苑兇嗓門雖大,現在這個情況之下卻是不怎麼好用,原本出徵之前訓練士兵們不懼裸體的時候,只是看男人,本來就沒什麼出奇的,如今遇到男女結合之像,自然是抵禦力瞬間崩潰,完全沒有辦法振作起來。
苑兇浮雲以及少數法術較高的將領們心智稍堅,並沒有受到太大影響,苑兇銅鈴般大小的眼睛瞪着路兩邊,暴喝一聲,當即跳下車去,隻身衝向那些手無寸鐵的人們。
眨眼間,苑兇衝到近前,先是一腳踹飛一個男人,只聞一聲慘叫,那個正在賣力運動的男人下體少了一截,鮮血不住地滴淌着,痛得死去活來,在地上翻滾着身體,宛如一條離開了水的魚兒。
氣急之下,苑兇竟是忘記了自己乃是修煉之人,沒有運用法力,而是左右雙手一手一把大砍刀,左右開弓,霎那間,血流成河,但其餘的人依然沒有停下來的意思,苑兇越殺越紅眼,那滿腹的怒火全都發泄在了這些彷彿待宰羔羊般的男男女女身上,殘肢斷臂隨地可見,苑兇整個人已成爲血人,腳下鮮血更是像一彎血湖,一腳踏下,略帶腥味的血水四處飛濺着。

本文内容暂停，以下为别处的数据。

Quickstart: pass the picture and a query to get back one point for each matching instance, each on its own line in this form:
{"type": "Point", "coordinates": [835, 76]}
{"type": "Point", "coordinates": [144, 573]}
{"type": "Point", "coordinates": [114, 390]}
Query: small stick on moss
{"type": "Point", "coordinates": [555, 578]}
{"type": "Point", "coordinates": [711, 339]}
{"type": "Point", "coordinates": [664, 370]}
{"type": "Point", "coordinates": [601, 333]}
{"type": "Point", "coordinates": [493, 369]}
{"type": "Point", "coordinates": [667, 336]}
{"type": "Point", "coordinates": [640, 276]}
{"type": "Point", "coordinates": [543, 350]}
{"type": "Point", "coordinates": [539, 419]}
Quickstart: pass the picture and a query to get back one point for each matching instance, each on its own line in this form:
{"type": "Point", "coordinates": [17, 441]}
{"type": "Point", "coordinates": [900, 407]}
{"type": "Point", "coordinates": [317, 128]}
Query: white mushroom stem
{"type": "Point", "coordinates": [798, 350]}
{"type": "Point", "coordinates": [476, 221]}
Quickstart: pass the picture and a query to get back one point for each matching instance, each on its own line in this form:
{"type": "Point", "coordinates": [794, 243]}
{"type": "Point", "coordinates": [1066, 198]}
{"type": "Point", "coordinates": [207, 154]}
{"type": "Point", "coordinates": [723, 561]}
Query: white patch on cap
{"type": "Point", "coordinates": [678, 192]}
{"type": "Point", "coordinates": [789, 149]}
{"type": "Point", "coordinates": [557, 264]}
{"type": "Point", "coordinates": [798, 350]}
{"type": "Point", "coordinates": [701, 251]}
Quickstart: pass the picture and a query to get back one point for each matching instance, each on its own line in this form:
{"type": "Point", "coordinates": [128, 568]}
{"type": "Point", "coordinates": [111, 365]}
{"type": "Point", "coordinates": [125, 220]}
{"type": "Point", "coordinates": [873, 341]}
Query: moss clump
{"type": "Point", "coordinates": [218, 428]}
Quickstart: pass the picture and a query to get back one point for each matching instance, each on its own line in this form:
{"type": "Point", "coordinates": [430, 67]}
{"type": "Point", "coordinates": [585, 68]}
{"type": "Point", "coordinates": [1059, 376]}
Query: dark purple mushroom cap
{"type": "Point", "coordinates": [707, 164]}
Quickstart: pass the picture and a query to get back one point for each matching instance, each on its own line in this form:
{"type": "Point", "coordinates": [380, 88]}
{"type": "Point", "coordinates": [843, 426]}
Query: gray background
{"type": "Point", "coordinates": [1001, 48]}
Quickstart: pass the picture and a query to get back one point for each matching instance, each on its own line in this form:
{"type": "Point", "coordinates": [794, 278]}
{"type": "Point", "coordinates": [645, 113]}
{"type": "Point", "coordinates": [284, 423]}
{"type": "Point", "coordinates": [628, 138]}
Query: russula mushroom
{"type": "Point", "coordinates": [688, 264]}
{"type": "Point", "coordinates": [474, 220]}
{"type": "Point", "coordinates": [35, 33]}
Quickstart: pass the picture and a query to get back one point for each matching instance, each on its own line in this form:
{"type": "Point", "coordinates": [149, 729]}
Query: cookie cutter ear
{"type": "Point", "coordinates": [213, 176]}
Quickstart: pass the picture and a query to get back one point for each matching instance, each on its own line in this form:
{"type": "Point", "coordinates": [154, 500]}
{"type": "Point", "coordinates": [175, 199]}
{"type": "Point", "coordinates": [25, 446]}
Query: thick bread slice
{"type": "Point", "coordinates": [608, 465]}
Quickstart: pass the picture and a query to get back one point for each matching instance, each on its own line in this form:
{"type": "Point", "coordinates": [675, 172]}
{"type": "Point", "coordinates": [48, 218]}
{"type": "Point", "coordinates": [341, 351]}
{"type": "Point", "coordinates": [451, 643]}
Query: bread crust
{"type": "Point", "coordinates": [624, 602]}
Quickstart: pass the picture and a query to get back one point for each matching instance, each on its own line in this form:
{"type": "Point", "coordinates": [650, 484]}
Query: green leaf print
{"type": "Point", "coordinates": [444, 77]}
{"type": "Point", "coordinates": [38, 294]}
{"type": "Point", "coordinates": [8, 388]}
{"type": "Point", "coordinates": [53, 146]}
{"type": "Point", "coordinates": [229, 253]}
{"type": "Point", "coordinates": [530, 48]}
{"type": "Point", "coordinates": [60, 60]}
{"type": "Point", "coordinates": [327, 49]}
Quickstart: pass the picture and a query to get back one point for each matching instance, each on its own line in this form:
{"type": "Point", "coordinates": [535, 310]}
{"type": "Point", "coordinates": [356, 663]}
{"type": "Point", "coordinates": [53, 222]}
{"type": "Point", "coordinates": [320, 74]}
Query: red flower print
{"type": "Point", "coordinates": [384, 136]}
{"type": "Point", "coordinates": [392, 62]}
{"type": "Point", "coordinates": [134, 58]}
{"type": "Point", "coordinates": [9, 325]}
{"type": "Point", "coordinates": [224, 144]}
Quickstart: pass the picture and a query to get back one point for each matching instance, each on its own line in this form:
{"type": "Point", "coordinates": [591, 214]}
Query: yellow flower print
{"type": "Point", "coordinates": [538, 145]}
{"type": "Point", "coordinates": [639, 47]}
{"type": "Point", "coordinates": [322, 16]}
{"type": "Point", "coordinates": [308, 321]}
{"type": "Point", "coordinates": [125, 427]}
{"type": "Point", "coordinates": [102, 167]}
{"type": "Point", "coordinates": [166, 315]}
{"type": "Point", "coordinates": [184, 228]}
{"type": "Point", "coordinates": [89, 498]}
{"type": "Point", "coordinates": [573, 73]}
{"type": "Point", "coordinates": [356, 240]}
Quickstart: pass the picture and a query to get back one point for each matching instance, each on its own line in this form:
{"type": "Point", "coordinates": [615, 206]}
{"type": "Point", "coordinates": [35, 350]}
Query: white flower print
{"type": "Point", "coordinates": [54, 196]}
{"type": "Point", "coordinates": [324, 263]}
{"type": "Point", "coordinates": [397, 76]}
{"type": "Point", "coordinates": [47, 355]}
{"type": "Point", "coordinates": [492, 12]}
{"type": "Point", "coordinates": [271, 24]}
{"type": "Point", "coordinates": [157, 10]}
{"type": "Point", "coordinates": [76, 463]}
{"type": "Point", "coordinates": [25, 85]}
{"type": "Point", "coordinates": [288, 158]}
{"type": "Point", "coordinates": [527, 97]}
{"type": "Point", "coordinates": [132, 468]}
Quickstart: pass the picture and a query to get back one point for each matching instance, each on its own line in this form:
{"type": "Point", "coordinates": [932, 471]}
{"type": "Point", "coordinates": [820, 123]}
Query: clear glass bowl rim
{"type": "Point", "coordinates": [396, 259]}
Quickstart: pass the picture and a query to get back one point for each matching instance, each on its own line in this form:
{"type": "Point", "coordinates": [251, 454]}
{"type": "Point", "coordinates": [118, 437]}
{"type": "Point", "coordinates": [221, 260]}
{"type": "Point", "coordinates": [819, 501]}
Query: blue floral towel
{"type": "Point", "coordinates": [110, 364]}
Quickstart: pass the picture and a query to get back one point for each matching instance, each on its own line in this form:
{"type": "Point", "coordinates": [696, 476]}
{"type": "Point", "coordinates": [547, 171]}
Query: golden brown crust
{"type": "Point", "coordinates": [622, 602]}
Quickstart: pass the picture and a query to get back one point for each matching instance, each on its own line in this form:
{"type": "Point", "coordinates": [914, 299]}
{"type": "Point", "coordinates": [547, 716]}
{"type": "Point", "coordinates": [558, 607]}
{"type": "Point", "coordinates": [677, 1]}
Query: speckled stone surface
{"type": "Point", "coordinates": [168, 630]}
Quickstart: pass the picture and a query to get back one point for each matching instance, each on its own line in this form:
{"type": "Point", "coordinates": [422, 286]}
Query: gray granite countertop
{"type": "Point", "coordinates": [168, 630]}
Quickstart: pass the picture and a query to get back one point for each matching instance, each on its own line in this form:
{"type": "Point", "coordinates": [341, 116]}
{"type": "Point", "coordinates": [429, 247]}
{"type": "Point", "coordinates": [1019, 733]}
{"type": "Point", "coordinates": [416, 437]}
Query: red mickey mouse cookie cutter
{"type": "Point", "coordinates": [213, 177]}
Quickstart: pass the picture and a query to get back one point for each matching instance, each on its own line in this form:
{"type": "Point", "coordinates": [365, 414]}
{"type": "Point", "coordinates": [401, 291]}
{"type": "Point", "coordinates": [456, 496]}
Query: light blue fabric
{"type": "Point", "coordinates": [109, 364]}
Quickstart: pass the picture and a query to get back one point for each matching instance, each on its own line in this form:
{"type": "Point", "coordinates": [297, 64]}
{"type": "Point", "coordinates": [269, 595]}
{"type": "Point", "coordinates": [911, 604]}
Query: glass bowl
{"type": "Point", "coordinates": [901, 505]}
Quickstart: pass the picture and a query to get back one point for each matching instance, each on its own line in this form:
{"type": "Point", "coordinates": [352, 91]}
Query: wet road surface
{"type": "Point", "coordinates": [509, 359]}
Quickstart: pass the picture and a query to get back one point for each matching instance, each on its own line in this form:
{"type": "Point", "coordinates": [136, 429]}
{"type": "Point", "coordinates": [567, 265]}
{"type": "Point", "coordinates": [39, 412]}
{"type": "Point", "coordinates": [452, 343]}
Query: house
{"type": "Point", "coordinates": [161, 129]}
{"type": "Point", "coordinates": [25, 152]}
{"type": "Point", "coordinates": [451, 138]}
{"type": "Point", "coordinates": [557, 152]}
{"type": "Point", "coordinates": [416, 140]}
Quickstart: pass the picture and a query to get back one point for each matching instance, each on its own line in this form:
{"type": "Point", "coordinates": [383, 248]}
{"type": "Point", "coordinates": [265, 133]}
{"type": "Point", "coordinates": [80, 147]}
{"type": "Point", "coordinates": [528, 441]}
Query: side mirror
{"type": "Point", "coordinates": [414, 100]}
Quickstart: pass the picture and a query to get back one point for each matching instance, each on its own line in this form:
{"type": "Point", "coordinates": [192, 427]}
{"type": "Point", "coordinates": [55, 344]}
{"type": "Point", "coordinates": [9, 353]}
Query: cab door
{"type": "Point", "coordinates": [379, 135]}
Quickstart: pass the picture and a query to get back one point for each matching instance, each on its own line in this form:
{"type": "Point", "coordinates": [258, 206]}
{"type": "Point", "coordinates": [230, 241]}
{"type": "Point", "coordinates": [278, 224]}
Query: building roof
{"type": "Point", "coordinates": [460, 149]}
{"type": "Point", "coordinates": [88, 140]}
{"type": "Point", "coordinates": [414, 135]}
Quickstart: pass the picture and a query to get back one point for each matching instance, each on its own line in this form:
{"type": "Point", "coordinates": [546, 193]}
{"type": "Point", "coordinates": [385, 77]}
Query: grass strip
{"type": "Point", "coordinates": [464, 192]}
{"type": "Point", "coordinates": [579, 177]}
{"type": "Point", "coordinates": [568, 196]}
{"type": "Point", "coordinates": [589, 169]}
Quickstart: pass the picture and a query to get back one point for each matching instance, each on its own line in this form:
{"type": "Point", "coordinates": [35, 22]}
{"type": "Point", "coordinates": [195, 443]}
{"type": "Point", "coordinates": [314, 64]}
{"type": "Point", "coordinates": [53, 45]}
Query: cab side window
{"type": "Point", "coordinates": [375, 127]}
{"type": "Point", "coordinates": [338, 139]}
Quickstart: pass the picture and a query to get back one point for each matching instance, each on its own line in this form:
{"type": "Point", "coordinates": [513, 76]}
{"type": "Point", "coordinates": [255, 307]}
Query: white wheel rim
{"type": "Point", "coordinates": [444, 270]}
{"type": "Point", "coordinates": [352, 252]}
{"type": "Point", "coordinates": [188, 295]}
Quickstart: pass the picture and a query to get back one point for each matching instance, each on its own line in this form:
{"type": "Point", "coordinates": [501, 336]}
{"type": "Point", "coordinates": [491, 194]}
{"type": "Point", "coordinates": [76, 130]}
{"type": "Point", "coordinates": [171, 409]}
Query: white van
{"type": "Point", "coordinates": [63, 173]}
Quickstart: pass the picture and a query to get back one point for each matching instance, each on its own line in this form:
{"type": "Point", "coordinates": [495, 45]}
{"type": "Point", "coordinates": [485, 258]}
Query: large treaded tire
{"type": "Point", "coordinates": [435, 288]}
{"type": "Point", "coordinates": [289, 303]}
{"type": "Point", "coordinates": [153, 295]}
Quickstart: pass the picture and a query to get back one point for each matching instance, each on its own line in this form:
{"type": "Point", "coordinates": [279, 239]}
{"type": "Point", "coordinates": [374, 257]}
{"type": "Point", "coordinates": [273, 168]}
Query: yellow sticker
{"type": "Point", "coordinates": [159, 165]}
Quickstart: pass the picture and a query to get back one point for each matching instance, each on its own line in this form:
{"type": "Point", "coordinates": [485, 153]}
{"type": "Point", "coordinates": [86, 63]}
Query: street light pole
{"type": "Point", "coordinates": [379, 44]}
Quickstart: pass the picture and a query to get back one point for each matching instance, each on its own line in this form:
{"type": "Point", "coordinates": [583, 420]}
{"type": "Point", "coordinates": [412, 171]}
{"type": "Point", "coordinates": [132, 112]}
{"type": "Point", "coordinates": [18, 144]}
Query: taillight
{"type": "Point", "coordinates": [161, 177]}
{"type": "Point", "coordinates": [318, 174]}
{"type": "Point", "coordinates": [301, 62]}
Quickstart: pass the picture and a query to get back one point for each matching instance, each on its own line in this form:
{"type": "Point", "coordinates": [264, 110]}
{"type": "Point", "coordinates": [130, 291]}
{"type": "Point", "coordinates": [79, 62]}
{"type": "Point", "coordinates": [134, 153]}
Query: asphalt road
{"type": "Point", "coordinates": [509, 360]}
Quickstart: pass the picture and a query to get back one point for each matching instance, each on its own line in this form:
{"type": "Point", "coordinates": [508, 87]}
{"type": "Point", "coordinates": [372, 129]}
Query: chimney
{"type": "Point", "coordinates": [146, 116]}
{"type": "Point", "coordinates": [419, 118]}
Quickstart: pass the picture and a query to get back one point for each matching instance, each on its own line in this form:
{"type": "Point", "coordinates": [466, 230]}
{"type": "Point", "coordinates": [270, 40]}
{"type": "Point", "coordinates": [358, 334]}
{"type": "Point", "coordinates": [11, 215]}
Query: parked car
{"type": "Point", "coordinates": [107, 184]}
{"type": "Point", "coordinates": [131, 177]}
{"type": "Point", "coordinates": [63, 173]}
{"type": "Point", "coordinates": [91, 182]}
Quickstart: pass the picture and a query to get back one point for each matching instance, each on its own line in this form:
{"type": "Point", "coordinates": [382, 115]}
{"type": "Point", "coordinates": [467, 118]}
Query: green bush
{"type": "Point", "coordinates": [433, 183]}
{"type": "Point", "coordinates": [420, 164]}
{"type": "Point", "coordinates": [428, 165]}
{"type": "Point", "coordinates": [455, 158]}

可,苑兇這樣以一己之力終究是沒有辦法斬盡殺絕的,就在他奮力拼殺,希望多斬殺些無恥之徒,能減少對己方士兵的影響時,孰不知自己已是身處險地,再怎麼拼命都是於事無補了。
苑兇身後,慾望之都事先埋伏的大軍縮緊包圍圈後已經把正義之域的軍隊圍得水泄不通,加之此時的正義之域兵士一個個精神恍惚,戰鬥力十已去九,如何還能抵擋慾望之都的虎狼之師?
瞬間,大軍被分爲數斷,各個擊破,慾望之都的兵士宛如切菜剁肉一樣砍殺着正義之域的士兵,有些士兵當看到敵人舉着長槍衝向自己的時候再想撿起武器進行反擊,可手還未觸及武器,已經成爲槍下之魂,睜着無法瞑目的雙眼直挺挺地倒下。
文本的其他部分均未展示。